It seems more appropriate to view all of these Goddess images as aspects of the one Great Goddess with her core functions-life-giving, death-wielding, regeneration, and renewal. The obvious analogy would be to Nature itself; through the multiplicity of phenomena and continuing cycles of which it is made, one recognizes the fundamental and underlying unity of Nature. The Goddess is immanent rather than transcendent and therefore physically manifest.”
Marija Gimbutas, The Language of the Goddess
“My archeological research does not confirm the hypothetical existence of the primordial parents and their division into the Great Father and great Mother figures or the further division of the Great Mother figure into a Good and a Terrible Mother. There is no traces of a father figure in any of the Paleolithic periods. The life-creating power seems to have been of the Great Goddess alone. A complete division into a ‘good’ and a ‘terrible’ Mother never occurred: the Life Giver and the Death Wielder are one deity.”
Marija Gimbutas, The Language of the Goddess
“The snake was a symbol of life energy and regeneration, a most benevolent, not an evil, creature. Even the colors had a different meaning than in the Indo-European symbolic system. Black did not mean death or the underworld; it was the color of fertility, the color of damp caves and rich soil, of the womb of the Goddess where life begins. White, on the other hand, was the color of death, of bones — the opposite of the Indo-European system in which both white and yellow are the colors of the shining sky and the sun.”
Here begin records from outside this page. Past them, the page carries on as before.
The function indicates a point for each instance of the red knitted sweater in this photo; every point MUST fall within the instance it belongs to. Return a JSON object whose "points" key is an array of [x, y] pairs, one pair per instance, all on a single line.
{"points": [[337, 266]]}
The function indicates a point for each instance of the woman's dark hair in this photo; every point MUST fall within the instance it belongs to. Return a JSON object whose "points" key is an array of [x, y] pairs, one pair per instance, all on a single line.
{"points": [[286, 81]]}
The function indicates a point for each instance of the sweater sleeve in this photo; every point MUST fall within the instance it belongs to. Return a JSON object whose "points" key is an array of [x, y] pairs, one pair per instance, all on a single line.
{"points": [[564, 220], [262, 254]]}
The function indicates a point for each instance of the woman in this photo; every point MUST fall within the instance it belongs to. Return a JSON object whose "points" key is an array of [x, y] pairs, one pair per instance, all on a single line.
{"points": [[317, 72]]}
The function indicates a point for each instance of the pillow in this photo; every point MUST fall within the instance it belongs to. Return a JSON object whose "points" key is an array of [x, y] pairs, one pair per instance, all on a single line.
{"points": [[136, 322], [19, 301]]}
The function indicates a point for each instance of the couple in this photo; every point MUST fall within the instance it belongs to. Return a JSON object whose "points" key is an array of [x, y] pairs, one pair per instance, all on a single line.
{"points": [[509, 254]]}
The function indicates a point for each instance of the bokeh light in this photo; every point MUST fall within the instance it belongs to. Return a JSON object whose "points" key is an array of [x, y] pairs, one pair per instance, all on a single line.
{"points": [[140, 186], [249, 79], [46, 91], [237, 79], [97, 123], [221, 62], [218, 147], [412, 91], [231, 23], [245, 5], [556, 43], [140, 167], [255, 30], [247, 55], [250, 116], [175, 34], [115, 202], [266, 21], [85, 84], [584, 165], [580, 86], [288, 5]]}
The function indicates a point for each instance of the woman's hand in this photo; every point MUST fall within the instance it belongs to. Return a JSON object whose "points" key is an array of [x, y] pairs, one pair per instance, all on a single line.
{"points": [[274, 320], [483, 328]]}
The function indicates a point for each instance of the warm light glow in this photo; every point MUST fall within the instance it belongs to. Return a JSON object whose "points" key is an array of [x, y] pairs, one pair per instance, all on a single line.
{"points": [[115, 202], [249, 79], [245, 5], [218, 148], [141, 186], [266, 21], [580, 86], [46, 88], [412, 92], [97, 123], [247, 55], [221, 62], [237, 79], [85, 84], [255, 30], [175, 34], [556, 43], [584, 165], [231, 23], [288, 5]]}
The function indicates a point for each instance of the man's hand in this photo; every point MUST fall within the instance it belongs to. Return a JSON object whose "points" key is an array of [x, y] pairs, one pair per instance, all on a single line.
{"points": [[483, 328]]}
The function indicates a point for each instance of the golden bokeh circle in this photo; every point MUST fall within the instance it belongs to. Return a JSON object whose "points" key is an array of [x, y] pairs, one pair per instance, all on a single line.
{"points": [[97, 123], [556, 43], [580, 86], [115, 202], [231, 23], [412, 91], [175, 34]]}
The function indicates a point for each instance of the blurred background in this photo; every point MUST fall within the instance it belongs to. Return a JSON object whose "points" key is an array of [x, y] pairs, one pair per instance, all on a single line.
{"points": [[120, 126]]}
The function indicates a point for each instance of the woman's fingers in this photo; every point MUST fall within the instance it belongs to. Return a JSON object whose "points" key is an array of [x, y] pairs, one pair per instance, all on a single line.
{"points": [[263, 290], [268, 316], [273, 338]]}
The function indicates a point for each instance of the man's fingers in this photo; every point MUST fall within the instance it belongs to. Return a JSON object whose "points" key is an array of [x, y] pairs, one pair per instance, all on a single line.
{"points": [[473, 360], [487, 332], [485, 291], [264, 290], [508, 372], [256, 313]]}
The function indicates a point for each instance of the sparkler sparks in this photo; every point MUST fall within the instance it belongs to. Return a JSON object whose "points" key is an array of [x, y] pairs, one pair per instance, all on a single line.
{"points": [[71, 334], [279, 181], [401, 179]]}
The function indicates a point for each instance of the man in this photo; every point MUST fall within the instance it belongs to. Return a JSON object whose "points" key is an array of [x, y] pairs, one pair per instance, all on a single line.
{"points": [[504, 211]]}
Marija Gimbutas, The Language of the Goddess
“The main theme of Goddess symbolism is the mystery of birth and death and the renewal of life, not only human but all life on earth and indeed in the whole cosmos. Symbols and images cluster around the parthenogenetic (self-generating) Goddess and her basic functions as Giver of Life, Wielder of Death, and, not less importantly, as Regeneratrix, and around the Earth Mother, the Fertility Goddess young and old, rising and dying with plant life. She was the single source of all life who took her energy from the springs and wells, from the sun, moon and moist earth. This symbolic system represents cyclical, not linear, mythical time. In art this is manifested by the signs of dynamic motion: whirling and twisting spirals, winding and coiling snakes, circles, crescents, horns, sprouting seeds and shoots.”